Looks pretty nifty, right?
Catalin Cimpanu of Bleeping Computer notes that the Payment Request API is more than just a pretty face for completing online transactions. He also points out that the API comes with some potential security benefits for payees:
“The API is also a godsend for the security and e-commerce industry since it spares store owners from having to store payment card data on their servers. This means less regulation and no more fears that an online store might expose card data when getting hacked.
“By moving the storage of payment card details in the browser, the responsibility of keeping these details safe is moved to the browser and the user.”
Of course, that shift in responsibility comes with its own problems. Users might not like browsers’ ability to store more information on them. To help convince those who are conscientious of their security, browsers will need to ramp up their data security policies to protect users’ passwords and data collected by the Payment Request API against infostealers and similar malware.
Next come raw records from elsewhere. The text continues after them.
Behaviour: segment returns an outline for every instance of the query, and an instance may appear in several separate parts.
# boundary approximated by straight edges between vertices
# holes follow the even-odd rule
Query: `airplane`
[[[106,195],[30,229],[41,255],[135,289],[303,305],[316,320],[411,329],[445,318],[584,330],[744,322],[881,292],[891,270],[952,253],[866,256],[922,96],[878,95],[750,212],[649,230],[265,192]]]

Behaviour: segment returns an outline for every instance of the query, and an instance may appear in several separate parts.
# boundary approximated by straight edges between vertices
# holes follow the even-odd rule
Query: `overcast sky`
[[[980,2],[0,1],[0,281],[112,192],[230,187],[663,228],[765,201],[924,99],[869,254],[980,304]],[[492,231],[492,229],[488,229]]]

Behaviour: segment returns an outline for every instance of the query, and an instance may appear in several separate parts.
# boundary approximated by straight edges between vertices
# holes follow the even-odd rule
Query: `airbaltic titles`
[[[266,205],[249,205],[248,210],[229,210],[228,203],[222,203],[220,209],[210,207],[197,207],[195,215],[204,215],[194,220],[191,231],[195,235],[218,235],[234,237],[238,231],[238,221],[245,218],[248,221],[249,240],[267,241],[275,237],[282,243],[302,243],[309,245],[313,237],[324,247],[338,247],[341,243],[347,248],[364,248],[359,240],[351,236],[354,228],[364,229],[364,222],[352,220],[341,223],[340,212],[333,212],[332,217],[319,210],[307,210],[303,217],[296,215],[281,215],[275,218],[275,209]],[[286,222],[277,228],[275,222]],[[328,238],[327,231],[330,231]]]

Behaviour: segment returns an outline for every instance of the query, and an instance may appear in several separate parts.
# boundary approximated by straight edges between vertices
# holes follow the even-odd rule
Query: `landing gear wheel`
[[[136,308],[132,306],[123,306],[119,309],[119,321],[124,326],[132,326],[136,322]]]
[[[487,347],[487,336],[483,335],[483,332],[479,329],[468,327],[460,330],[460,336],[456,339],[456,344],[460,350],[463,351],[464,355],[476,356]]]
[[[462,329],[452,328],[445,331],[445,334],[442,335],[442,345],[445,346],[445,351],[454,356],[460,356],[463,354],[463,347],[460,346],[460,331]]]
Even so, there’s still the challenge of attackers exploiting issues in Payment Request API, such as the ability to profile users and detect incognito mode.
The Payment Request API also demands that users take greater responsibility for their data security. As such, users should keep an eye out for malicious emails, and they should be careful about what sites they visit, especially if they’re looking to make a purchase.
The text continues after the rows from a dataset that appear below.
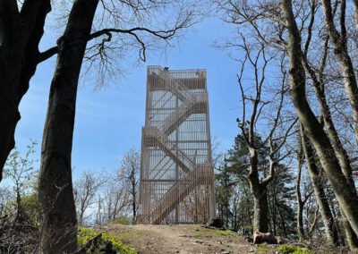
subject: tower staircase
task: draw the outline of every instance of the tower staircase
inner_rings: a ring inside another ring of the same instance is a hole
[[[176,142],[168,136],[176,130],[192,114],[205,113],[208,104],[208,93],[191,93],[177,79],[173,79],[169,72],[162,68],[149,73],[149,79],[155,79],[156,84],[171,92],[180,101],[179,106],[160,124],[145,126],[142,136],[146,147],[158,147],[182,169],[183,178],[160,199],[157,206],[151,209],[150,222],[162,223],[179,204],[197,187],[209,183],[208,179],[213,177],[211,165],[197,165],[196,162],[178,148]],[[150,80],[149,80],[150,82]]]

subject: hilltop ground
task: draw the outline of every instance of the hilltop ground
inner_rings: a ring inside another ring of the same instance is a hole
[[[245,237],[231,231],[200,225],[107,224],[101,230],[121,237],[139,253],[275,253],[277,246],[252,246]]]

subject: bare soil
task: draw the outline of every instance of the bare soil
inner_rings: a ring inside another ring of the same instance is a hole
[[[101,230],[119,236],[138,253],[276,253],[277,246],[253,246],[231,231],[200,225],[107,224]]]

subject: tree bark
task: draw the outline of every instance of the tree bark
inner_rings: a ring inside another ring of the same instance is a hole
[[[259,180],[258,154],[255,148],[250,148],[249,182],[253,196],[253,235],[258,232],[268,231],[268,203],[266,185]]]
[[[322,59],[322,63],[323,63],[322,64],[325,64],[324,62],[326,62],[327,52],[328,52],[328,38],[326,38],[326,42],[325,42],[325,46],[324,46],[324,55],[323,55],[323,59]],[[306,72],[309,74],[310,78],[312,80],[316,97],[319,101],[319,105],[320,105],[320,114],[323,116],[323,123],[326,127],[328,139],[330,140],[333,148],[336,152],[336,156],[338,159],[342,172],[343,172],[347,182],[349,183],[350,188],[352,190],[355,190],[355,184],[354,184],[354,181],[353,179],[353,174],[352,174],[351,161],[349,159],[346,150],[343,147],[343,144],[339,139],[339,136],[336,130],[335,124],[333,123],[329,106],[327,103],[324,83],[323,83],[323,80],[322,80],[322,74],[320,73],[320,78],[317,78],[314,71],[308,64],[307,59],[305,59],[305,56],[303,56],[303,64]],[[313,162],[313,164],[314,164],[314,162]],[[323,215],[322,215],[322,217],[323,217]],[[342,218],[344,221],[343,225],[345,227],[345,236],[347,238],[347,242],[349,243],[350,249],[352,251],[354,251],[354,250],[358,250],[358,237],[357,237],[357,235],[355,235],[355,233],[354,233],[353,229],[351,228],[349,223],[347,222],[346,218],[345,217],[345,215],[343,212],[342,212]],[[326,227],[327,227],[327,225],[328,224],[325,224]],[[327,233],[327,228],[326,228],[326,233]],[[334,240],[334,239],[328,237],[328,240]],[[336,244],[337,244],[337,242],[338,242],[338,239],[336,240]],[[335,244],[335,242],[332,242],[332,241],[331,241],[331,243]]]
[[[311,182],[313,186],[316,201],[320,207],[320,216],[324,223],[326,236],[330,244],[338,245],[338,233],[330,211],[329,203],[327,199],[321,176],[320,175],[320,172],[314,161],[313,149],[311,146],[310,140],[308,140],[307,137],[304,135],[304,131],[302,125],[300,128],[300,136],[302,139],[303,154],[306,160],[307,169],[310,174]]]
[[[20,13],[16,1],[0,3],[0,182],[15,145],[19,105],[38,64],[38,44],[50,10],[49,0],[26,0]]]
[[[284,13],[289,33],[288,56],[291,99],[300,122],[317,151],[339,206],[347,216],[355,233],[358,233],[358,197],[356,191],[352,190],[342,174],[330,140],[316,119],[305,96],[306,77],[302,64],[301,36],[292,10],[292,1],[282,0],[280,8]]]
[[[300,148],[297,151],[297,162],[298,162],[298,171],[296,178],[296,198],[297,198],[297,233],[300,241],[305,240],[304,230],[303,230],[303,206],[304,203],[301,195],[301,174],[303,167],[302,160],[302,145],[300,142]]]
[[[253,230],[255,233],[268,232],[268,203],[266,188],[260,190],[260,195],[253,195]]]
[[[39,172],[42,253],[71,253],[77,246],[71,153],[78,79],[98,2],[75,0],[64,33],[57,40]]]
[[[321,0],[321,3],[326,28],[334,47],[334,54],[338,60],[342,71],[345,94],[351,105],[355,127],[355,140],[358,145],[358,87],[354,68],[347,47],[347,36],[345,30],[345,0],[341,2],[340,33],[335,27],[330,0]]]

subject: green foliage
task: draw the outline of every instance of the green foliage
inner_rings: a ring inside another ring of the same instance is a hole
[[[281,245],[278,248],[279,254],[313,254],[313,250],[308,250],[307,248],[300,248],[289,245]]]
[[[119,218],[114,219],[110,224],[132,224],[133,216],[120,216]]]
[[[258,244],[258,248],[256,248],[257,252],[267,252],[268,251],[268,243],[263,242],[260,244]]]
[[[32,192],[21,198],[22,211],[30,222],[38,225],[39,222],[39,204],[38,195]]]
[[[79,227],[77,242],[79,246],[83,246],[90,239],[98,235],[98,233],[96,230],[90,228]],[[91,246],[88,253],[104,253],[100,250],[106,246],[107,242],[112,242],[113,250],[117,253],[135,254],[135,251],[132,246],[124,245],[119,237],[114,235],[111,233],[102,233],[102,236],[98,240],[96,246]]]

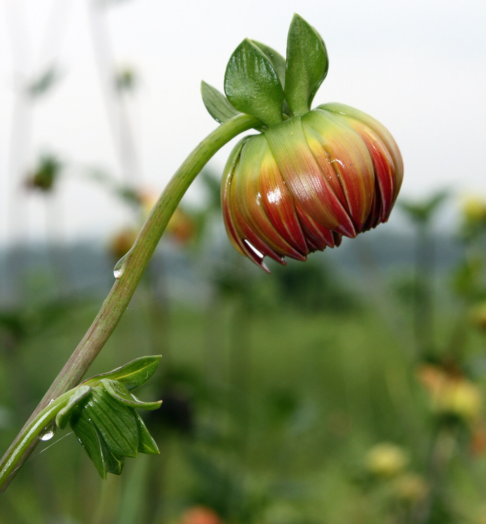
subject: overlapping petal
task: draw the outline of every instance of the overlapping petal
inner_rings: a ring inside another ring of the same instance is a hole
[[[304,260],[386,222],[403,176],[379,122],[343,104],[320,106],[237,145],[222,185],[226,231],[266,271],[265,256]]]

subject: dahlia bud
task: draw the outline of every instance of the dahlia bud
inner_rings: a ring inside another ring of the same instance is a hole
[[[233,246],[266,271],[265,256],[305,260],[386,222],[400,188],[402,157],[383,125],[341,104],[310,110],[327,68],[322,38],[296,15],[286,61],[246,40],[226,68],[227,98],[203,84],[219,122],[239,111],[262,123],[231,153],[221,200]]]

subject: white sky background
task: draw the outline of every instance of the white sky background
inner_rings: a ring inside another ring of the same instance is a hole
[[[320,33],[329,55],[315,105],[348,104],[388,127],[405,162],[401,196],[425,199],[446,188],[486,198],[483,0],[100,5],[0,0],[0,244],[107,238],[132,223],[126,205],[83,178],[97,168],[123,180],[113,133],[118,107],[113,99],[107,105],[100,63],[106,75],[124,66],[137,75],[135,91],[123,99],[136,153],[131,180],[158,193],[217,125],[201,101],[200,81],[222,91],[230,56],[247,36],[285,56],[295,10]],[[23,85],[53,63],[60,78],[29,102]],[[230,148],[209,167],[221,171]],[[43,152],[66,166],[47,198],[22,185]],[[202,194],[196,183],[186,201],[197,203]],[[392,213],[390,227],[402,223]]]

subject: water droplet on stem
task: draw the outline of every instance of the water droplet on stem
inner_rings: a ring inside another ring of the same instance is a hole
[[[117,280],[123,274],[125,271],[125,266],[126,265],[126,261],[128,258],[128,255],[130,252],[129,251],[125,255],[124,255],[123,257],[115,264],[115,267],[113,268],[113,276]]]
[[[41,440],[50,440],[56,433],[56,425],[53,424],[45,428],[39,435]]]

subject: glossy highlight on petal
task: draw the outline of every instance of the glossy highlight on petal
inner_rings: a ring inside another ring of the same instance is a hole
[[[320,106],[237,144],[221,187],[226,232],[266,271],[266,256],[305,260],[386,222],[403,177],[379,122],[342,104]]]

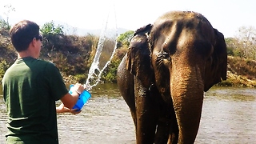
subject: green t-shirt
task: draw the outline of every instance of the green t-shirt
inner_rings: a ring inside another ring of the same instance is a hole
[[[7,143],[58,143],[55,101],[68,93],[58,69],[31,57],[6,70],[3,96],[7,109]]]

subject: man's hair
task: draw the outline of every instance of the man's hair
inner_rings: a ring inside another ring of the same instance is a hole
[[[26,50],[34,38],[39,35],[39,26],[34,22],[23,20],[10,30],[11,42],[18,52]]]

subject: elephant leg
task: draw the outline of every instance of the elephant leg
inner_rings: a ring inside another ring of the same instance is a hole
[[[171,110],[166,111],[166,110]],[[178,140],[178,126],[173,106],[164,108],[161,111],[166,111],[168,115],[162,118],[158,122],[154,143],[177,144]]]
[[[178,140],[178,126],[175,114],[174,113],[171,118],[171,122],[170,126],[170,135],[168,139],[168,144],[177,144]]]
[[[126,69],[126,59],[127,55],[122,58],[117,71],[117,82],[121,95],[130,108],[131,116],[136,129],[136,109],[134,98],[134,75]]]
[[[136,141],[138,144],[153,144],[157,123],[155,99],[141,81],[134,78],[137,115]]]
[[[167,143],[170,122],[167,119],[160,119],[158,122],[157,131],[154,138],[155,144]]]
Support for Firefox and Safari of the API is expected to roll out in the coming months.
Found this article interesting? Follow Graham Cluley on Twitter or Mastodon to read more of the exclusive content we post.
3 comments on “Do you trust your browser to save your credit card data and shipping info?”
Security minded individuals are going to flood the 800 numbers of businesses. They will soon find out they have to hire more people because users will not trust their browsers.
Which users are likely to "…take greater responsibility for their data security"? All the users who encrypt their email? All the users who subscribe to security newsletters? All the users who apply all patches conscientiously, and back up regularly, and never click on links in emails from untrusted sources? All the users who even THINK about security?
I doubt that such users are representative of the broad masses, which partly explains why there was over $3 billion in email-related theft last year, and that's only a fraction of the total losses from cybercrime…a number that isn't even fully known, but apparently increases daily.
There are three relevant points here:
1. People won't (can't) take action on things they don't understand, or aren't even aware of in the first place. In my experience, security illiteracy is almost as epidemic as science and math illiteracy.
2. Taking greater responsibility is exactly what people don't want to do. The vendors might be happy that the pressure's off them, but putting the responsibility on users is just transferring the problem to a repository of even greater ignorance and incompetence (see Point 1). And eventually, when that comes home to roost…
3. The predictable result of more widespread theft due to users' inability to secure their systems will raise a public outcry that The Government Should Do Something™. At that point, the politicians get involved. They usually are at least as ignorant and incompetent as the people who elect them, but are only too happy to pass new laws that fail to solve the problem but succeed brilliantly in restricting everyone's freedom of choice.
So, while I think it would be great if users took more responsibility (and some will), most won't. The solution is going to have to come from the browser developers. They're already the most qualified to tackle the problem.
Of course, no application is bulletproof. And browsers can’t make up for irresponsible behavior. The solution to that is education, but education takes time, and mass education is difficult at best.
Thanks for a very informative article. I only wish that those who read it were the norm, not the exception.
Agree entirely with Pete. Why has it took 3 years for me to read it?